After pretreatment with dilute acid, we conducted a biological detoxification study using A. niger M13 spores with some lignocellulosic raw materials (Table 2), the main components of which were listed in Table 1. After 24 hours of detoxification, furfural and HMF in the hydrolysate were completely removed, and about 32% of acetic acid was removed. For fermentation systems that use acetic acid and sugar as substrates, A. niger M13 spores are preferred for detoxification for 24 hours to remove furfural and HMF. In addition, studies have shown that a small amount of acetic acid has a promoting effect on microbial fermentation. Wu et al. found that as the concentration of acetic acid in the medium increased from 0 to 30 g/L, the yield and productivity of 2,3-butanediol gradually increased, and the yield of 2,3-butanediol reached 0.4 g/g at 30 g/L acetic acid concentration[24]. Qian et al. used Yarrowia lipolytica W29 to produce citric acid and malic acid in crude glycerol. The maximum concentration of citric acid was 9.87 g/L with the addition of 10 g/L acetic acid salt solution in 50 g/L glycerol, which was 14.7% higher than that without acetic acid salt solution[25]. After 48 hours of detoxification, furfural, HMF, and acetic acid were completely removed from the lignocellulosic dilute acid hydrolysate, which is suitable for fermentation systems using sugar as a substrate. Using A. niger M13 spores for detoxification is a highly feasible option. These spores can completely remove the main inhibitory substance from the hydrolysate within 1-2 days, while retaining the carbon source for subsequent fermentation production.

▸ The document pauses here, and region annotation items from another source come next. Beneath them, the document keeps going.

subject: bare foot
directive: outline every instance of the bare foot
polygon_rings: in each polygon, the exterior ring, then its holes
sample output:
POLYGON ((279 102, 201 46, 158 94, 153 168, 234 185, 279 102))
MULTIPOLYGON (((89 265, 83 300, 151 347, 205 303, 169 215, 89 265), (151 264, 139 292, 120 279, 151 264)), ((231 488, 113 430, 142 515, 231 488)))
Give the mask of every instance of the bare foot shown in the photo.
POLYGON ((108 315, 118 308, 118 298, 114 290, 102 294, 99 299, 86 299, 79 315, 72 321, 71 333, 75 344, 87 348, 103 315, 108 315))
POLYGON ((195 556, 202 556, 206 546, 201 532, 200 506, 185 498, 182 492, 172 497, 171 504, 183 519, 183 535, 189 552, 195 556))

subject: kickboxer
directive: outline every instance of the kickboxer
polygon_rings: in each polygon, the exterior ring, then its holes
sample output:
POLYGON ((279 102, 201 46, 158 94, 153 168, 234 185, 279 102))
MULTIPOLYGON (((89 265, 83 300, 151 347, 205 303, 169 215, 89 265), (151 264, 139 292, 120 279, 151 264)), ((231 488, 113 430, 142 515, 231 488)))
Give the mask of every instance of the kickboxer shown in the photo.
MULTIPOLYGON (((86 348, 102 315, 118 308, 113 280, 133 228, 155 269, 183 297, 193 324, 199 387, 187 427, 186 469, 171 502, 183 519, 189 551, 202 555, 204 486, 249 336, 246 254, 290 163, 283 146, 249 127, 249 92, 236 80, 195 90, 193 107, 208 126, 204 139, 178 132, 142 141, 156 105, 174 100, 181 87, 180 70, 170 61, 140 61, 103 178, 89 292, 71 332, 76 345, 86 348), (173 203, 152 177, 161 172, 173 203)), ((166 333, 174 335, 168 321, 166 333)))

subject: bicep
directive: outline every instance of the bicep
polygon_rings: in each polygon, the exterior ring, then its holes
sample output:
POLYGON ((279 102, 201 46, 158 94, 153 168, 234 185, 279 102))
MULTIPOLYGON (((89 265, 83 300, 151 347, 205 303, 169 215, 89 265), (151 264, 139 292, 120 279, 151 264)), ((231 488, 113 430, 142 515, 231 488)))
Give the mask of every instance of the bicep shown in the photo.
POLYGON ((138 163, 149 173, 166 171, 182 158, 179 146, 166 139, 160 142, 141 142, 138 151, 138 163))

Currently, many bacteria and fungi have been identified as having the ability to degrade and inhibit the growth of inhibitors in hydrolysates (Table 3). Issatchenkia orientalis S-7 is capable of degrading both acetic acid and furfural in hemicellulose hydrolysate. After 80 hours of cell culture, the removal rates of acetic acid and furfural were 100% when the hydrolysate contained 4 g/L acetic acid and 0.4 g/L furfural[26]. Fonseca et al. used Issatchenkia occidentalis (CCTCC M 206097) to detoxify the hydrolysate of sugarcane bagasse. The detoxification efficiency was 66.67% for eugenol, 73.33% for ferulic acid, 62% for furfural, and 85% for HMF within 24 hours[27]. Aspergillus nidulans FLZ10 was able to detoxify steam-exploded corn stover fiber, with removal rates of 75% formic acid, 54% acetic acid, and 100% of both HMF and furfural after 72 hours of cultivation[28]. Compared to the strains currently used for biodegradation, A. niger M13 spores can degrade inhibitors in hydrolysate with a removal rate of 100% within 48 hours and can maintain a high removal rate even in the presence of higher levels of inhibitors, at rates of 0.1566 g/L/h for acetic acid, 0.1125 g/L/h for furfural, and 0.015 g/L/h for HMF. The order of inhibitor degradation by A. niger M13 is furfural, HMF, and then acetic acid. Therefore, for fermentation systems that use acetic acid and sugars as substrates, M13 spores can be used to remove furfural and HMF as the priority.